To cut a long story short, the brokerage firm, instead of sacking the errant employee defended his action claiming that Dr Arjun Limaye was aware of his mother’s transactions. It must be remembered that SEBI had relaxed the rules to allow work-from-home during the lock-down and complete call recordings were not available. In all, the broker got the 82-year-old mother to execute over 2,000 derivatives trades worth a mind-boggling Rs340 crore between April 2020 and March 2021, leading to a loss of Rs2 crore.
A few call recordings examined by the GRP showed that the mother was referring to 1,000-2,000 trades in her call when the actual number of trades executed on that particular day was in excess of 24,000. The large trades, inconsistent with the mother’s usual trading, smack of inducement or fraud, because they otherwise would have raised an alarm at the firm.

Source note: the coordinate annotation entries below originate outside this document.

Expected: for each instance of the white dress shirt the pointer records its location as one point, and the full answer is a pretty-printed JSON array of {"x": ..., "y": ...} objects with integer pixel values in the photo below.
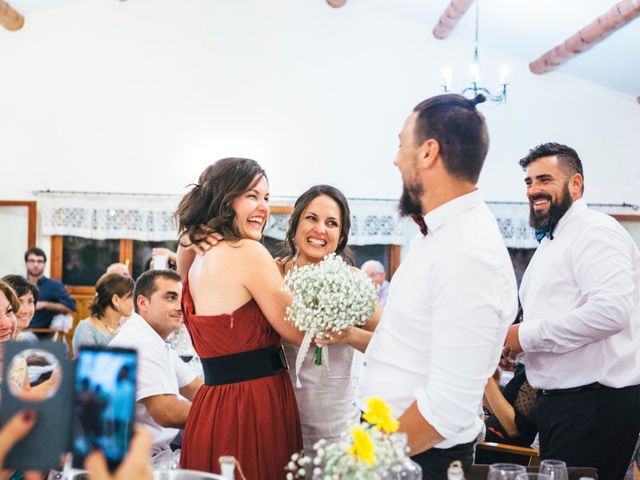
[
  {"x": 160, "y": 372},
  {"x": 580, "y": 299},
  {"x": 441, "y": 334}
]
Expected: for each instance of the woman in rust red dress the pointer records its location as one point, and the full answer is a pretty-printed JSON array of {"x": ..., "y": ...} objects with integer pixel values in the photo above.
[{"x": 234, "y": 308}]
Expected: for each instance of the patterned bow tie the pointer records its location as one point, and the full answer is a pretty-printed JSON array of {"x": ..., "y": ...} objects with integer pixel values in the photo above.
[
  {"x": 420, "y": 221},
  {"x": 541, "y": 233}
]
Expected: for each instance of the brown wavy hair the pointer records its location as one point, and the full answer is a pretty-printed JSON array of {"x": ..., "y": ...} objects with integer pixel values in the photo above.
[
  {"x": 208, "y": 206},
  {"x": 108, "y": 285},
  {"x": 301, "y": 205},
  {"x": 11, "y": 295}
]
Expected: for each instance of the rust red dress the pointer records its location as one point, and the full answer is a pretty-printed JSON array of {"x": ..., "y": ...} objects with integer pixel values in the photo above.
[{"x": 256, "y": 421}]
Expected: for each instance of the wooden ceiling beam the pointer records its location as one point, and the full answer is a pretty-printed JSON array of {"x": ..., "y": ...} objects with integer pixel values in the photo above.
[
  {"x": 616, "y": 17},
  {"x": 336, "y": 3},
  {"x": 449, "y": 19},
  {"x": 9, "y": 18}
]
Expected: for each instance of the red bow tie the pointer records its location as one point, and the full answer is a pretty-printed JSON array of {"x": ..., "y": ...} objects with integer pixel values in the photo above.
[{"x": 420, "y": 221}]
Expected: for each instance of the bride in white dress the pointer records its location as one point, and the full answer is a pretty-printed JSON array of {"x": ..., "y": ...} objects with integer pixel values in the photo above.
[{"x": 319, "y": 225}]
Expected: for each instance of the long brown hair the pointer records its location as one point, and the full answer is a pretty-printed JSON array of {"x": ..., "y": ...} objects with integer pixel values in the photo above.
[
  {"x": 301, "y": 205},
  {"x": 208, "y": 206}
]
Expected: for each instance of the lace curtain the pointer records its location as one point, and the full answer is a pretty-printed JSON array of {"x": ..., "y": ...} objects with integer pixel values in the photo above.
[{"x": 150, "y": 218}]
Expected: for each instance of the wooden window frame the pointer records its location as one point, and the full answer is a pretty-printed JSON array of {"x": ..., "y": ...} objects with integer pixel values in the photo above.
[{"x": 125, "y": 254}]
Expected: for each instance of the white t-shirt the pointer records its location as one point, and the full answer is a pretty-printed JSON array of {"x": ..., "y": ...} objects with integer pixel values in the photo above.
[
  {"x": 160, "y": 372},
  {"x": 443, "y": 327}
]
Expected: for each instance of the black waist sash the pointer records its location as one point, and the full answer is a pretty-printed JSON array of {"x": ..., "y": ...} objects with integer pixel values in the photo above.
[{"x": 239, "y": 367}]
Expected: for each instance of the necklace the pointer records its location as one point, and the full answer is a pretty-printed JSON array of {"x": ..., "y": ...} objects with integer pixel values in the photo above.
[{"x": 112, "y": 331}]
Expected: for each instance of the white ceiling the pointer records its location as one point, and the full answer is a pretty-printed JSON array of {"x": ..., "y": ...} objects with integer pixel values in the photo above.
[{"x": 523, "y": 28}]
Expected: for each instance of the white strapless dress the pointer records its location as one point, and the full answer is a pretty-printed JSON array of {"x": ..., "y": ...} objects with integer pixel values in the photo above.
[{"x": 326, "y": 399}]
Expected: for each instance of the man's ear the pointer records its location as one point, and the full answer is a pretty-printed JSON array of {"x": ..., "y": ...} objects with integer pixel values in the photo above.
[
  {"x": 576, "y": 186},
  {"x": 428, "y": 152},
  {"x": 142, "y": 302}
]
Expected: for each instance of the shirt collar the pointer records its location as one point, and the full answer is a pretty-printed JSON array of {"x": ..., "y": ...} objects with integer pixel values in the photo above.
[
  {"x": 578, "y": 206},
  {"x": 448, "y": 211}
]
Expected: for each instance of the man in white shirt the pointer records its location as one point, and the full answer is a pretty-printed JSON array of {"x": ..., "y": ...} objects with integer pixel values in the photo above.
[
  {"x": 162, "y": 379},
  {"x": 580, "y": 334},
  {"x": 454, "y": 295}
]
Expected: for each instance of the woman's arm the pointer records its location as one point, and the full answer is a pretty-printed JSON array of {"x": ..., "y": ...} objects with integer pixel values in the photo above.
[
  {"x": 265, "y": 284},
  {"x": 501, "y": 408}
]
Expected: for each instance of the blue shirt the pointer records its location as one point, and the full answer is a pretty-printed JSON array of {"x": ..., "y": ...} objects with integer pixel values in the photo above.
[{"x": 51, "y": 291}]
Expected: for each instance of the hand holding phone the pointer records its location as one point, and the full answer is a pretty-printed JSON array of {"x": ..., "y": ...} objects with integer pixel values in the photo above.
[{"x": 105, "y": 388}]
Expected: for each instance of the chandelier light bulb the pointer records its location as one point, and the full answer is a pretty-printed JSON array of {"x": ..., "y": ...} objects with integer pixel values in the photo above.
[
  {"x": 446, "y": 78},
  {"x": 504, "y": 74},
  {"x": 474, "y": 72}
]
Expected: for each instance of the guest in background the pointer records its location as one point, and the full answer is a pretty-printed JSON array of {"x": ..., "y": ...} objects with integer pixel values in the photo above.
[
  {"x": 453, "y": 296},
  {"x": 113, "y": 303},
  {"x": 28, "y": 296},
  {"x": 120, "y": 268},
  {"x": 375, "y": 271},
  {"x": 512, "y": 418},
  {"x": 318, "y": 226},
  {"x": 53, "y": 298},
  {"x": 9, "y": 304},
  {"x": 580, "y": 296},
  {"x": 234, "y": 307},
  {"x": 165, "y": 385}
]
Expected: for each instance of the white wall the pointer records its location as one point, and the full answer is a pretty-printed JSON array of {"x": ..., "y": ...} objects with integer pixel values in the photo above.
[{"x": 140, "y": 96}]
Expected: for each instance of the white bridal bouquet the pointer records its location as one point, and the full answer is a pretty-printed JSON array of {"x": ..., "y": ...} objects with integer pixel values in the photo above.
[
  {"x": 327, "y": 297},
  {"x": 368, "y": 451}
]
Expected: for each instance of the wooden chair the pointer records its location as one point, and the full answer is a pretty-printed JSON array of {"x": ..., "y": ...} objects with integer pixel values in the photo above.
[{"x": 533, "y": 454}]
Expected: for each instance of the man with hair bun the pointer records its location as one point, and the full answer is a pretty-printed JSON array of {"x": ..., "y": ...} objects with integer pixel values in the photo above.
[{"x": 454, "y": 295}]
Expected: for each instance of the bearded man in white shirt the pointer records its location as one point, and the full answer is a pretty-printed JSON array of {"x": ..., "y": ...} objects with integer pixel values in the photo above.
[
  {"x": 580, "y": 335},
  {"x": 453, "y": 296}
]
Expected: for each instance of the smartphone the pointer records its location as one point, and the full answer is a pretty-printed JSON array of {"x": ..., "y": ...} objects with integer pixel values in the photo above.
[{"x": 104, "y": 403}]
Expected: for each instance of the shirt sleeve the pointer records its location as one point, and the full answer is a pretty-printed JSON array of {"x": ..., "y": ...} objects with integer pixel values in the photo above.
[
  {"x": 83, "y": 335},
  {"x": 469, "y": 296},
  {"x": 183, "y": 373},
  {"x": 153, "y": 373},
  {"x": 602, "y": 263}
]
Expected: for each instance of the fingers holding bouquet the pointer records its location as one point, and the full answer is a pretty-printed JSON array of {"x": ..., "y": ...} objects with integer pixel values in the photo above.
[{"x": 356, "y": 337}]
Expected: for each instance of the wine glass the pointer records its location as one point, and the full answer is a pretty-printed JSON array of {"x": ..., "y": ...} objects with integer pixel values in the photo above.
[
  {"x": 556, "y": 469},
  {"x": 505, "y": 471},
  {"x": 533, "y": 476}
]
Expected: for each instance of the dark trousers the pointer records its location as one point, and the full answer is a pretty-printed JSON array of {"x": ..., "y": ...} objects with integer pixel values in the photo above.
[
  {"x": 591, "y": 428},
  {"x": 435, "y": 462}
]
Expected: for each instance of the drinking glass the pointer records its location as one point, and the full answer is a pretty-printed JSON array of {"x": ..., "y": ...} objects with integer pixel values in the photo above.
[
  {"x": 556, "y": 469},
  {"x": 533, "y": 476},
  {"x": 505, "y": 471}
]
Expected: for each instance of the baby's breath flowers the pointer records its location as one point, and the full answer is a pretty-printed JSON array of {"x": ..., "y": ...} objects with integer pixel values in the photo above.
[
  {"x": 368, "y": 451},
  {"x": 327, "y": 297}
]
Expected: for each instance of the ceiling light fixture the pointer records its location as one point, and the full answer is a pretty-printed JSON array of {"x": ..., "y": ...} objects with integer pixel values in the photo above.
[{"x": 475, "y": 76}]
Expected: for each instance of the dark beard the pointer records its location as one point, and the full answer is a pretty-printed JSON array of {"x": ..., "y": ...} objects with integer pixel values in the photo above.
[
  {"x": 410, "y": 200},
  {"x": 549, "y": 220}
]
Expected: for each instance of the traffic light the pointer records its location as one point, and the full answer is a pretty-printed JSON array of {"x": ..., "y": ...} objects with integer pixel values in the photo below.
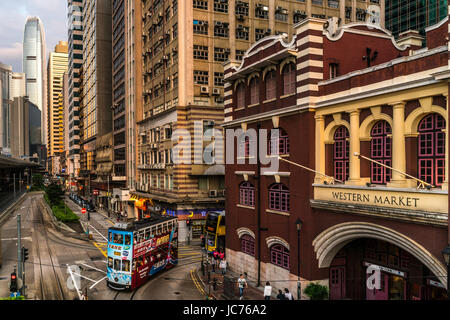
[
  {"x": 13, "y": 285},
  {"x": 24, "y": 254}
]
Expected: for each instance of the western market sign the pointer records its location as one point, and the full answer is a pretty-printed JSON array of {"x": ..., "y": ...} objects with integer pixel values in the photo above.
[{"x": 409, "y": 199}]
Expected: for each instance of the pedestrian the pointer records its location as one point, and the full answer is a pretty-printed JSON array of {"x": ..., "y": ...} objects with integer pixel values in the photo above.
[
  {"x": 242, "y": 283},
  {"x": 281, "y": 295},
  {"x": 287, "y": 294},
  {"x": 267, "y": 291},
  {"x": 223, "y": 266}
]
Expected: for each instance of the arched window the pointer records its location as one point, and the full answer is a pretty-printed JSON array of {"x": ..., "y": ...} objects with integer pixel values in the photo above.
[
  {"x": 248, "y": 245},
  {"x": 279, "y": 197},
  {"x": 247, "y": 194},
  {"x": 280, "y": 144},
  {"x": 381, "y": 151},
  {"x": 341, "y": 154},
  {"x": 431, "y": 153},
  {"x": 254, "y": 90},
  {"x": 279, "y": 256},
  {"x": 289, "y": 79},
  {"x": 240, "y": 93},
  {"x": 271, "y": 85}
]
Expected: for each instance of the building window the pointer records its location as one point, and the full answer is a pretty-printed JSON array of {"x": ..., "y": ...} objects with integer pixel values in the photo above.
[
  {"x": 200, "y": 52},
  {"x": 247, "y": 194},
  {"x": 279, "y": 197},
  {"x": 279, "y": 145},
  {"x": 221, "y": 54},
  {"x": 201, "y": 4},
  {"x": 200, "y": 27},
  {"x": 248, "y": 245},
  {"x": 240, "y": 54},
  {"x": 201, "y": 77},
  {"x": 221, "y": 6},
  {"x": 279, "y": 256},
  {"x": 254, "y": 90},
  {"x": 333, "y": 70},
  {"x": 271, "y": 85},
  {"x": 242, "y": 32},
  {"x": 221, "y": 29},
  {"x": 432, "y": 149},
  {"x": 381, "y": 151},
  {"x": 289, "y": 79},
  {"x": 341, "y": 154},
  {"x": 240, "y": 92}
]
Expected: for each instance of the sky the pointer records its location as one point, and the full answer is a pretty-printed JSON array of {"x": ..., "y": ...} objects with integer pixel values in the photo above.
[{"x": 13, "y": 15}]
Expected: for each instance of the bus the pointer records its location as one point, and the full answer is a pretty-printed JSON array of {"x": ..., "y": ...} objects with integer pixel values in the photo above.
[
  {"x": 215, "y": 231},
  {"x": 140, "y": 249}
]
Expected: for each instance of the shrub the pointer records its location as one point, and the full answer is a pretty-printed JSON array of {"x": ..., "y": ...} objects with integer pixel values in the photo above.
[{"x": 316, "y": 291}]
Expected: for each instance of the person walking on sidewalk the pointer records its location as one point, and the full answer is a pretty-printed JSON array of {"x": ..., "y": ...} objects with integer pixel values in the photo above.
[
  {"x": 267, "y": 291},
  {"x": 281, "y": 295},
  {"x": 223, "y": 266},
  {"x": 242, "y": 283},
  {"x": 287, "y": 294}
]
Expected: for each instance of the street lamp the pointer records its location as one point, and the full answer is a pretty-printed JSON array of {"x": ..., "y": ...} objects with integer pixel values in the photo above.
[
  {"x": 299, "y": 224},
  {"x": 446, "y": 254}
]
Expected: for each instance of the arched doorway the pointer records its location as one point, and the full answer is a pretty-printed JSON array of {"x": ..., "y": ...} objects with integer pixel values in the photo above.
[{"x": 407, "y": 271}]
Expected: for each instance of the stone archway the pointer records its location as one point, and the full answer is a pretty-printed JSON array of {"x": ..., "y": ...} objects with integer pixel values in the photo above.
[{"x": 329, "y": 242}]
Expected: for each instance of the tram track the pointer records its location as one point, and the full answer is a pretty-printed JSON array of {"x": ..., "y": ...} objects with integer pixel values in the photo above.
[{"x": 42, "y": 250}]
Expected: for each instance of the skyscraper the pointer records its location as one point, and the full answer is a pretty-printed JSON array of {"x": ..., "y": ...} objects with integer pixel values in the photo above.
[
  {"x": 57, "y": 66},
  {"x": 34, "y": 67},
  {"x": 75, "y": 61}
]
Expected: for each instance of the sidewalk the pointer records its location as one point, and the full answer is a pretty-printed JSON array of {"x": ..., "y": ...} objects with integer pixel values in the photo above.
[{"x": 251, "y": 292}]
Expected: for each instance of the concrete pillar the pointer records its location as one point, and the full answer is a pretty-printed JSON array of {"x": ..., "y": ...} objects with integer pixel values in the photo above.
[
  {"x": 355, "y": 175},
  {"x": 320, "y": 148},
  {"x": 398, "y": 145}
]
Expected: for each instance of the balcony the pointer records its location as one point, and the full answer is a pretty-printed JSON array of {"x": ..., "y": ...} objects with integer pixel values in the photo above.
[{"x": 407, "y": 204}]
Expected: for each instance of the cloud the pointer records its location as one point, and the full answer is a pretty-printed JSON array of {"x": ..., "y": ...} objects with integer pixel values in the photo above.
[{"x": 13, "y": 15}]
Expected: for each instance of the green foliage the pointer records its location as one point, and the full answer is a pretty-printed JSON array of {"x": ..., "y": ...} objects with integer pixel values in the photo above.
[
  {"x": 64, "y": 214},
  {"x": 316, "y": 291}
]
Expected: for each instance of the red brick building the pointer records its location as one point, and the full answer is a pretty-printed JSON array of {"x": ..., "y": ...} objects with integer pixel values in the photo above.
[{"x": 333, "y": 92}]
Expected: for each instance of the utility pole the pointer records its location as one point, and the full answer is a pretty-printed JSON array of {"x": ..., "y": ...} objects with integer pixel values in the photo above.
[{"x": 19, "y": 248}]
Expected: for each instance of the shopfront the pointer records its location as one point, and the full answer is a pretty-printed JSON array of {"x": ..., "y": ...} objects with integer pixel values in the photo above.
[{"x": 402, "y": 276}]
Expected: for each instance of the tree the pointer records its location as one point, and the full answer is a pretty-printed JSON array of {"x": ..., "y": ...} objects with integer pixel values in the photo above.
[{"x": 316, "y": 291}]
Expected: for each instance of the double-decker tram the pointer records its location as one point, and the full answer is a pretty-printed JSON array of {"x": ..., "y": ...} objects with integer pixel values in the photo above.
[
  {"x": 140, "y": 249},
  {"x": 215, "y": 231}
]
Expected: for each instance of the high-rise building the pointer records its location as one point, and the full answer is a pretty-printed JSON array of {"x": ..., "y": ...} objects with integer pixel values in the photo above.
[
  {"x": 75, "y": 42},
  {"x": 17, "y": 84},
  {"x": 33, "y": 66},
  {"x": 95, "y": 107},
  {"x": 5, "y": 108},
  {"x": 124, "y": 96},
  {"x": 404, "y": 15},
  {"x": 183, "y": 45},
  {"x": 25, "y": 129},
  {"x": 57, "y": 66}
]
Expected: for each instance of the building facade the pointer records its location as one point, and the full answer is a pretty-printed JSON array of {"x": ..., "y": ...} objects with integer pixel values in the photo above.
[
  {"x": 75, "y": 42},
  {"x": 95, "y": 81},
  {"x": 416, "y": 15},
  {"x": 57, "y": 66},
  {"x": 34, "y": 62},
  {"x": 332, "y": 209}
]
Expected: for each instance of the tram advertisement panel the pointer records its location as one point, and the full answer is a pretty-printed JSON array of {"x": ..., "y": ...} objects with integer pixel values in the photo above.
[{"x": 120, "y": 257}]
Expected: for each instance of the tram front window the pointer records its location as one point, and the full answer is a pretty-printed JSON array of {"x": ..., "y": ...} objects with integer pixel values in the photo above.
[
  {"x": 117, "y": 238},
  {"x": 126, "y": 266}
]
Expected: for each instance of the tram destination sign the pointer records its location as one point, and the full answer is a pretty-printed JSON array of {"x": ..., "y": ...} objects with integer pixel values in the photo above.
[{"x": 410, "y": 199}]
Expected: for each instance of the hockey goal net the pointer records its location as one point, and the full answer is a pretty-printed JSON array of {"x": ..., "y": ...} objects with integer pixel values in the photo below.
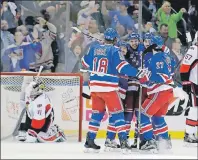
[{"x": 64, "y": 91}]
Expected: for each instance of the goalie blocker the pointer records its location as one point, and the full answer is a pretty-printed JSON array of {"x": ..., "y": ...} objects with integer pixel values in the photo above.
[{"x": 39, "y": 125}]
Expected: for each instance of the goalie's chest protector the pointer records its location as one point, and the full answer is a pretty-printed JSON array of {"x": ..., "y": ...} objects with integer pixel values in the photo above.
[
  {"x": 189, "y": 66},
  {"x": 40, "y": 108}
]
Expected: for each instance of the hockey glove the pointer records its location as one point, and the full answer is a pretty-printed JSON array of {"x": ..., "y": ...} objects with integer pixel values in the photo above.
[{"x": 143, "y": 75}]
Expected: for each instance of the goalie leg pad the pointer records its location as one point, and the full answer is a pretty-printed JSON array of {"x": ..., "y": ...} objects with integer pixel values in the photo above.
[
  {"x": 118, "y": 118},
  {"x": 146, "y": 130},
  {"x": 128, "y": 118},
  {"x": 31, "y": 136},
  {"x": 54, "y": 134},
  {"x": 94, "y": 124},
  {"x": 161, "y": 128},
  {"x": 192, "y": 121},
  {"x": 111, "y": 129}
]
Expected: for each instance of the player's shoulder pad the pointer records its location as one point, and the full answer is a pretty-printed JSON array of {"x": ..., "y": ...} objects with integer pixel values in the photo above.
[
  {"x": 140, "y": 47},
  {"x": 167, "y": 57},
  {"x": 121, "y": 55},
  {"x": 118, "y": 51}
]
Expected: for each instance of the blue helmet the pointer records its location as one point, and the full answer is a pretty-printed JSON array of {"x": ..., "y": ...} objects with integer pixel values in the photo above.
[
  {"x": 110, "y": 34},
  {"x": 122, "y": 44},
  {"x": 148, "y": 36},
  {"x": 134, "y": 36},
  {"x": 158, "y": 41}
]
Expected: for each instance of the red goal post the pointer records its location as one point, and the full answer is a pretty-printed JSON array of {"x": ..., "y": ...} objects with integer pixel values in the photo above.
[{"x": 65, "y": 91}]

The scary aspect of this story is that the mother was fully under the influence of the brokerage employee and was under the delusion that he was working to help her out of the mess and recover her loss, without any clue that her son’s separate account was being raided.
In all, over Rs4.9 crore worth of shares were first removed from the son’s account to reduce the mother’s liability from nearly Rs8 crore to Rs3 crore. In the hearing, the broker justified illegal credit of the sale proceeds to a third bank account claiming that it was a ‘default account’ since that joint account was opened in 2007. No such concept exists under the rules. The total loss at the time of the hearing was over Rs8.75 crore.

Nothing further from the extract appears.